あなたの願いどおりに
説教要旨(6月15日 CSとの合同礼拝より)
マタイによる福音書 15:21-28
牧師 藤盛勇紀

一人の女が叫びます。「主よ、ダビデの子よ、わたしを憐れんでください」。「ダビデの子」は、ユダヤ人のメシア、救い主を意味します。この人の娘が悪霊に苦しめられていて、死にそうなのでしょう。彼女は叫びながらイエス様たちについて行きます。他に頼る者もなく、力も尽き、ただ叫ぶ。この魂の叫びに、イエス様は「何もお答えにならなかった」。無視です。なぜなのか。弟子たちも戸惑います。女はいつまでも叫び続けるので、弟子たちはイエス様に言います。「この女を追い払ってください」。必死の祈りの叫びに、主は無視。おまけに弟子たちからは、「追い払ってください」と言われる。そのとき、ようやくイエス様は口を開かれました。ところがこうです。「わたしは、イスラエルの家の失われた羊のところにしか遣わされていない」。
説明が必要ですが、「あなたは私と関係ないだろう」です。冷たい拒絶。イスラエルは神の愛の内に選ばれた民です。しかし彼らは、まるで神から見放され、失われた羊のよう。ダビデやソロモン王の時代には栄えていたイスラエルは、とっくに滅ぼされ、エルサレム神殿を中心としたユダヤに細々と小さな民として残っているだけ。ちょうどこの女のように、神に叫んでも答えが無い。神に期待をしているが見放されている。
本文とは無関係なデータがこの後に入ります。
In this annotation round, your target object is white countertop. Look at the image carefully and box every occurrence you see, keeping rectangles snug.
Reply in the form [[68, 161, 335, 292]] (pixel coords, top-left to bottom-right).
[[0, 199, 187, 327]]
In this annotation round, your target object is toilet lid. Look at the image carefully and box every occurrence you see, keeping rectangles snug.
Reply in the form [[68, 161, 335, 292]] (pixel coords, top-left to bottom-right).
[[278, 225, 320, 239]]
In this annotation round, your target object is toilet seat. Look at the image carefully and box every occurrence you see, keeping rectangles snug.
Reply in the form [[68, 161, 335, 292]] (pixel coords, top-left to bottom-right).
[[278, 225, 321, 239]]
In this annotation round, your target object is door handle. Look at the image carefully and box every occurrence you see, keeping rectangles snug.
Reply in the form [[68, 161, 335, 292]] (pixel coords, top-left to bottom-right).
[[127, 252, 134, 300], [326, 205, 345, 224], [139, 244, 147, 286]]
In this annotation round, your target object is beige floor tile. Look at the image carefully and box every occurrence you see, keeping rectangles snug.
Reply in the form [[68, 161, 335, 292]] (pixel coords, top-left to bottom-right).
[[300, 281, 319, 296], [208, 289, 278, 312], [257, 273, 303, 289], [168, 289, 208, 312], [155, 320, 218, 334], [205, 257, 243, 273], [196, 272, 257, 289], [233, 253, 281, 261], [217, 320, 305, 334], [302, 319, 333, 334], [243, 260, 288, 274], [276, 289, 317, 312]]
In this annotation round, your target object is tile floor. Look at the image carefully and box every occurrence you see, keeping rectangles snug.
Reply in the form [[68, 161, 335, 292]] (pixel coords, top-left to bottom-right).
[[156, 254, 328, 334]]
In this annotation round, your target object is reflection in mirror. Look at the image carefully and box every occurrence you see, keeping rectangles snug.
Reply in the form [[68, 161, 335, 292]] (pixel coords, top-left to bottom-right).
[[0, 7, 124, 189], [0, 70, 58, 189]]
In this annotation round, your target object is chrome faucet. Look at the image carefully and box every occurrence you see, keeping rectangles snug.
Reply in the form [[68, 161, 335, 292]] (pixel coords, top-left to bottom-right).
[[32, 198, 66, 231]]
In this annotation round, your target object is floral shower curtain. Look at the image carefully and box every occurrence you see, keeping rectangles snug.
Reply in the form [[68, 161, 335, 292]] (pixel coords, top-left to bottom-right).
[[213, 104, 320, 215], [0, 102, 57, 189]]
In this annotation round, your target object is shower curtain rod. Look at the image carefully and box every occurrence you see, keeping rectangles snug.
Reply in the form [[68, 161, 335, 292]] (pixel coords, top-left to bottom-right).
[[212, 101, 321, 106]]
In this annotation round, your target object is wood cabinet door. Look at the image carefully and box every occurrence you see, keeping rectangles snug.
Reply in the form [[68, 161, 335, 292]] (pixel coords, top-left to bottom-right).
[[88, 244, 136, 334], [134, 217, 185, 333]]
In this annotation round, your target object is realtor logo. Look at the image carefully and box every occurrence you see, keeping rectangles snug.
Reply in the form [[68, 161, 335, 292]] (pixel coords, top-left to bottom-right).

神から離れた罪の中にたたずみ、魂も病んでいる。
イエス様が来られたのは、そんな「失われた羊」を尋ね、集め、神の民を回復するためです。ただ、イエス様のお言葉はこの女に対する答えとしては余りにも冷酷です。イスラエルだけを顧みるというのは、あんまりではないか。なぜこの小さな一人の女の叫びにも答えてくださらないのか。
しかし、ここでちょっと思います。この女は「ダビデの子よ」と叫びますが、それは彼女の信仰ではなく、知的な情報としてイエスは「ダビデの子」と知って、そう呼んだのでしょう。「ダビデの子」である救い主を待ち望んできたのはイスラエル、ユダヤ人です。この女にとっては、関係ないのです。少し意地悪な言い方をすると、この女が言っているのは、「ダビデの子よ! 知らんけど…」というニュアンスが感じられるのです。
それでも彼女は、今度はイエス様の前にひれ伏し、文字通り捨て身で言います。「主よ、どうかお助けください」。それに対する主の言葉はこうです。「子供たちのパンを取って小犬にやってはいけない」。「子供たち」はイスラエル。「小犬」は異邦人であるこの女。子供にあげるパンはあるが、小犬にやるパンはない。
捨て身の叫びも拒絶されました。もう限界、「力も希望も尽き果てた。神も仏もあるものか」となってもおかしくありません。この女はどうなるか。不憫な娘と共に死ぬだけか。叫びに答えてくれない神など何の意味もない、と恨んで神を呪うかも知れない。しかしこの女は、自分を拒絶するイエスに言います。「主よ、ごもっともです」。驚きです。「こんなに必死にお願いしているのに! もういいよ!」となりそうですが、彼女は主の言葉を全面的に肯定するのです。
でも、「ごもっとも」なら、諦めや恨みを抱きながら背を向けて離れるのが当然です。しかしこの女は違います。自分を拒否する主の御心を「その通り」と認めます。主は「失われた羊」のような神の民を呼び集め、命へ導かれる。そのご意志、愛と憐れみのご計画を全面的に信頼するのです。もう彼女は、イスラエルとの関係で救いを求めていません。自分は無関係の者だけれども、愛と憐れみの神に信頼するのです。見放されたようなイスラエルを主はお救いになる。その救いのご計画は知っている。だからその憐れみの深さ広さに望みをつなぎ続けるのでしょう。
ついにイエス様の言葉がありました。「婦人よ、あなたの信仰は立派だ」。「立派」とは「メガス」。あなたの信仰は何と大きく広いのか。この大きさは彼女自身の内に持っているもの大きさではなく、どこまでも主を信頼するその深さ広さです。「主はどこまでも広く大きい」。自分は小犬でも、主は計り知れず大きなお方。このお方に大胆に信頼する。それをイエス様は「あなたの信仰」と言い、「あなたの願いどおりになるように」と言われます。主ご自身の力が、彼女の信仰に現され、彼女を通して主の御心が行われ、生かされるのです。